Getting all your daemons in a row
To work with NFS, you will need the following daemons (memory-resident programs) running on both servers and clients:
  • portmap—Accepts remote requests for information and guides these requests to the appropriate port.
  • rpc.mountd—Enables the system to mount and unmount remote NFS directories.
  • nfsd—Serves as the NFS daemon proper.

You should configure all the machines on your network so that they start these daemons at the beginning of each session. On Red Hat systems, you do this with the /usr/sbin/setup utility, a text-mode utility that enables you to specify which system services you want to run. Make sure that your system is running the following services: netfs, nfs, nfslock, portmap, rstatd, and ruserd. (Note: If any of these options aren't available on the Setup program menu, you need to install the RPM packages for these services.) Other distributions let you specify which services run automatically on startup; check your distribution's documentation to find out which utility to run.

To make sure you're running the needed utilities, you can run the startup scripts with the status option. First, switch to the directory where network scripts are stored. On Red Hat and kindred systems, this directory is /etc/rc.d/init.d. Next, type ./portmap status and press [Enter]. You should see a message stating that portmap is running. If not, type ./portmap startup and press [Enter].

Now, type ./nfs status and press [Enter]. You should see a message informing you that rpc.mountd and nfsd are running. If not, type ./nfs start and press [Enter].

At this point, you should have everything running. Just to be sure, type /usr/sbin/rpcinfo -p and press [Enter]. You should see a list of all the running daemons, including their version numbers and the protocol they're using. If you see an error message such as can't contact portmapper, Connection refused, or PROG NOT REGISTERED, it means portmap isn't running or your /etc/hosts.deny and /etc/hosts.allow files aren't properly configured. Check your configuration, and then restart your system and try the above steps again.

Configuring /etc/exports
Now that you're sure you have all the daemons working, it's time to specify which directories you want to make available. When you do, you can also specify which clients will be able to access these directories.
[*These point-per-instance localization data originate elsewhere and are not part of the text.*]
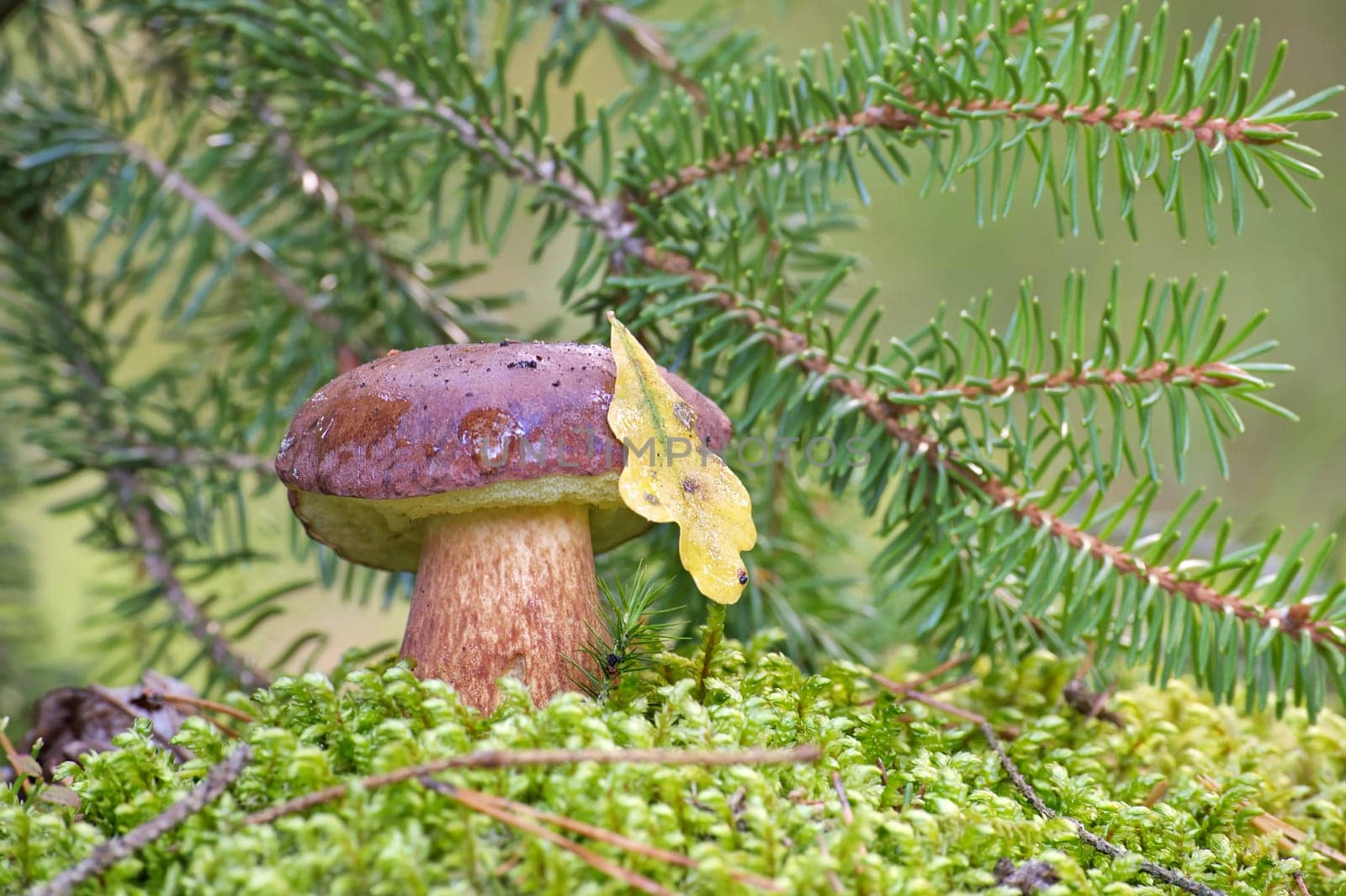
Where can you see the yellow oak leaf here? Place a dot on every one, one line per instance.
(670, 475)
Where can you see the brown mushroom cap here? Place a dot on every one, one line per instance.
(458, 428)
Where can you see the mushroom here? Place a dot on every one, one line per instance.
(489, 469)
To configure /etc/exports, begin by opening a terminal window and switching to superuser (type su followed by your password). Next, use your favorite text editor to open /etc/exports. On a blank line, type the name of the directory you want to export, followed by a space, and the IP address of the client or clients to which you want to make the directory available. After the IP address, place the export options you want within parentheses. Here's an example:
/home/suzanne 192.168.100.33(rw)
/mnt/cdrom 192.168.100.*(ro)


In this example, I'm exporting /home/suzanne to Suzanne's computer (192.168.100.33), and I'm specifying that this directory should be exported with read-write permissions (rw). I'm also exporting the server's CD-ROM drive (/mnt/cdrom) to all the clients on my network, with read-only permission. With this configuration, I can keep the Linux distribution disc in my CD-ROM drive so that it's always available, in case anyone needs to grab additional files.

Using exportfs
Before NFS can make use of the modifications you've made, you must use the exportfs utility to update the exported directory database, /var/lib/nfs/xtab. This database is needed by the remote mounting daemons. If it isn't accurate, clients won't be able to mount the exported directories. To synchronize /etc/exports with the database, type exportfs -rv and press [Enter].
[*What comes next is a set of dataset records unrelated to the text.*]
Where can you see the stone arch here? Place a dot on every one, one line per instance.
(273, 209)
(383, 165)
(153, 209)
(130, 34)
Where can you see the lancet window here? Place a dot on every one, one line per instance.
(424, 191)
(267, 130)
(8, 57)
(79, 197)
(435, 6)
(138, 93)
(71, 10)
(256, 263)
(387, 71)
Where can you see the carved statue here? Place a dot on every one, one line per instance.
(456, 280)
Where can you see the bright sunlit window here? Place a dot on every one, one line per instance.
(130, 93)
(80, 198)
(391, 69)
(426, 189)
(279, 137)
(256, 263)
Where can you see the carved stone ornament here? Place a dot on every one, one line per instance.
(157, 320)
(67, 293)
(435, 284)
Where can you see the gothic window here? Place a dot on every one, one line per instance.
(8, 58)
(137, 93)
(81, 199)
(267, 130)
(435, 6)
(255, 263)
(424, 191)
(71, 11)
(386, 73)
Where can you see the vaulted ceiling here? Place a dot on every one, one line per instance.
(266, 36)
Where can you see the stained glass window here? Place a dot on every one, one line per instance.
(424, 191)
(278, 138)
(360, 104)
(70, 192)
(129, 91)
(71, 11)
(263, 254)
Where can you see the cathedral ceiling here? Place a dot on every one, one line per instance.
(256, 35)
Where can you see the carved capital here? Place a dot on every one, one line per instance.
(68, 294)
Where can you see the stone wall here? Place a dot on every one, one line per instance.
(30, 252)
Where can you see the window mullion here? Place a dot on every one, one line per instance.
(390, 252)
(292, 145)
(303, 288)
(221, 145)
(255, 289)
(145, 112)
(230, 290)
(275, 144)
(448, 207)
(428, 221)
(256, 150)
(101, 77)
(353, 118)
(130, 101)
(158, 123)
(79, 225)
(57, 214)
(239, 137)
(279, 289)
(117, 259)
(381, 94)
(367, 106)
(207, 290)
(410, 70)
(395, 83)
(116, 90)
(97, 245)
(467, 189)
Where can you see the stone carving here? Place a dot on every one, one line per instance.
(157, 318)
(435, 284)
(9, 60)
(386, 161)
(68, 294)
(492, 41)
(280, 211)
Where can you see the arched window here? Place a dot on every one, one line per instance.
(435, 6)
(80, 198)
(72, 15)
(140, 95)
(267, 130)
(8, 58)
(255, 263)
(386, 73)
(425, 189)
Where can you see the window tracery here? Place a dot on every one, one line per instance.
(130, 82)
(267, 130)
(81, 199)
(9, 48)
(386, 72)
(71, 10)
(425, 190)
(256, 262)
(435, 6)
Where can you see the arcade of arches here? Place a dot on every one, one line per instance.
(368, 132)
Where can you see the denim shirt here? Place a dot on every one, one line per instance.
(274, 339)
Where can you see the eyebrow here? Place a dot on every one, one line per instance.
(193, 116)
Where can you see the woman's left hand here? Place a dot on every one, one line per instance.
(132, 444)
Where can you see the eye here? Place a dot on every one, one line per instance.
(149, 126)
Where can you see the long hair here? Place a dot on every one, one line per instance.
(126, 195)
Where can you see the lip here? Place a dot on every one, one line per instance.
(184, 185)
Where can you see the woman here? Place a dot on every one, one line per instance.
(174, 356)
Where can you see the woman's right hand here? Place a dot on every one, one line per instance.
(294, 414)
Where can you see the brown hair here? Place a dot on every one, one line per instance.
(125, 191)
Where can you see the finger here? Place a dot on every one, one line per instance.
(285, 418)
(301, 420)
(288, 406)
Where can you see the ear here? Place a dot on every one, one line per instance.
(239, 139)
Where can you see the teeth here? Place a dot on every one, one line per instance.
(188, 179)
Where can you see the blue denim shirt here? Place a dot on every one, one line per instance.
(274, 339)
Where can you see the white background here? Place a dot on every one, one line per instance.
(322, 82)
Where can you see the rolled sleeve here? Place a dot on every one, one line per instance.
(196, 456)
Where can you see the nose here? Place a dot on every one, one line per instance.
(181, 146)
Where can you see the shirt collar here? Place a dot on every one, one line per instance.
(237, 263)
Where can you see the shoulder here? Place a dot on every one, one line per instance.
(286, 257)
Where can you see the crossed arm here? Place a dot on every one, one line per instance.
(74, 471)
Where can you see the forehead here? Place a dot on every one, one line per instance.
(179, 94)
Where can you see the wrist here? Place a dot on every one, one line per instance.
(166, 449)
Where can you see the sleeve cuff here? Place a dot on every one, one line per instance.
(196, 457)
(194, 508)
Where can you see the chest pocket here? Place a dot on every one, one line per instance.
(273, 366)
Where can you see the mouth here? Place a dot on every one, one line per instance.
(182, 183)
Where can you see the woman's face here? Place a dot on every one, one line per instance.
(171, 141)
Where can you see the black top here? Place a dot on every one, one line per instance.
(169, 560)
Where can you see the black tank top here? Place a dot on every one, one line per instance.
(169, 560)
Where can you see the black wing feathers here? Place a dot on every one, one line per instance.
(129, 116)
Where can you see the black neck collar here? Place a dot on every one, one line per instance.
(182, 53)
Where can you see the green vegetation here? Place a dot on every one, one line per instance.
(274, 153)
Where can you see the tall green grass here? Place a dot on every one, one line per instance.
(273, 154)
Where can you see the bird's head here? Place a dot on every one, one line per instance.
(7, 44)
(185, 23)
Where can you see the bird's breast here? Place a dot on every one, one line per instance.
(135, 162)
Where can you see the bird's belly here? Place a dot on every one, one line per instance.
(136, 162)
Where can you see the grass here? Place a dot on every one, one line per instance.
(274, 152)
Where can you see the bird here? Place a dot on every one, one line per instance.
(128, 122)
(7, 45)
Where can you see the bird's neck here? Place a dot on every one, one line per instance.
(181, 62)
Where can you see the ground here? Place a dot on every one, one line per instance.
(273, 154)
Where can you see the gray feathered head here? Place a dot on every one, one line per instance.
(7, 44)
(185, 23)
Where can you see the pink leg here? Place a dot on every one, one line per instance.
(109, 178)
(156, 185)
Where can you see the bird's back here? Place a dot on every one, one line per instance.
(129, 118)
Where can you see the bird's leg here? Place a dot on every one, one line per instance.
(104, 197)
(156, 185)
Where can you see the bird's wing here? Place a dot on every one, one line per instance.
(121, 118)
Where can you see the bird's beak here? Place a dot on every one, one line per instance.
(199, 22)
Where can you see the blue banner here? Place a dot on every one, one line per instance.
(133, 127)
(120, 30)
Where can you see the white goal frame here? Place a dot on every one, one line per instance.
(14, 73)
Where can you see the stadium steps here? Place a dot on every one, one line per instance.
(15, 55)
Configuring /etc/fstab on the client
Now you need to configure the clients so that they can access the exported directories automatically. On the client system, create the directories where you want to mount the remote directories. If you're creating mount points for a user's directories, be sure to do this from the user's account so that it will have the correct permissions.

Next, add mount information to /etc/fstab on the client system. The following examples load the directories /home/public and /home/suzanne, which are physically present on the server named rivendell:
rivendell:/home/public /home/suzanne/public nfs
rsize=8192,wsize=8192,user
rivendell:/home/suzanne /home/suzanne/rivendell nfs
rsize=8192,wsize=8192,user


These lines mount the specified directories to local directories named, respectively, /home/suzanne/public and /home/suzanne/rivendell. The additional options specify the file system type (nfs), read and write block sizes that are larger (and faster) than the default, and the all-important user option, which enables ordinary users to mount and unmount the remote directories without switching to superuser (which, as you've already learned, would transform them into nobodies).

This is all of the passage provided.